Initialized Capital Management, LLC
- Company type: Private
- Industry: Venture capital
- Founded: 2011; 15 years ago
- Founder: Harj Taggar; Garry Tan; Alexis Ohanian;
- Headquarters: San Francisco, California, United States
- Key people: Brett Gibson (Managing Partner);
- Website: initialized.com

= Initialized Capital =

American venture capital fund

Initialized Capital is a venture capital fund founded in 2011 and headquartered in San Francisco. It was founded by Alexis Ohanian, Harj Taggar, and Garry Tan.

As of 2021, it has raised more than $3.2 billion in assets.

Initialized Capital has 27 portfolio companies it invested in at seed that have since become unicorns, including Coinbase, Ro, Cruise Automation, Instacart, Flexport, Opendoor, Algolia, Goat Group, Color Health, Flock Safety, Patreon, Reddit, Rippling, Athelas, and CoinTracker.

==History==
Initialized raised $7 million in its first fund. In February 2012, it filed its Form D notice of exempt offering of securities.
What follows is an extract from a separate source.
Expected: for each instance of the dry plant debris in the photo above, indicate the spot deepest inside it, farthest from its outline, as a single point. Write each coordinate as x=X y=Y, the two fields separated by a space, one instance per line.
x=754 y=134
It raised $39 million in its second fund in August 2013.

In 2013, Initialized Capital became an early investor in Coinbase, wiring the cryptocurrency app's founder Brian Armstrong $200,000. Garry Tan left Y Combinator in 2015 to focus on Initialized full time.

On June 7, 2016, the firm announced a $100M target for its third fund and then closed $125 million.

In late 2018, it raised a $225 million fund, the company's fourth.

In June 2020, Ohanian ended his role as managing partner at Initialized.

In August 2020, the firm raised $230 million, the company's fifth round.

In December 2021, Initialized Capital completed its sixth funding round, raising $700 million to invest in startups.

In August 2022, it was announced that Garry Tan would be stepping back to re-join Y Combinator as CEO. Jen Wolf and Brett Gibson took over leadership of the firm in Tan's absence. In October 2024, Jen Wolf left the firm. Brett Gibson is the managing partner of Initialized Capital, overseeing investment strategy and operations.

==Recognition==
Garry Tan has been listed on the Forbes Midas List from 2018 to 2022.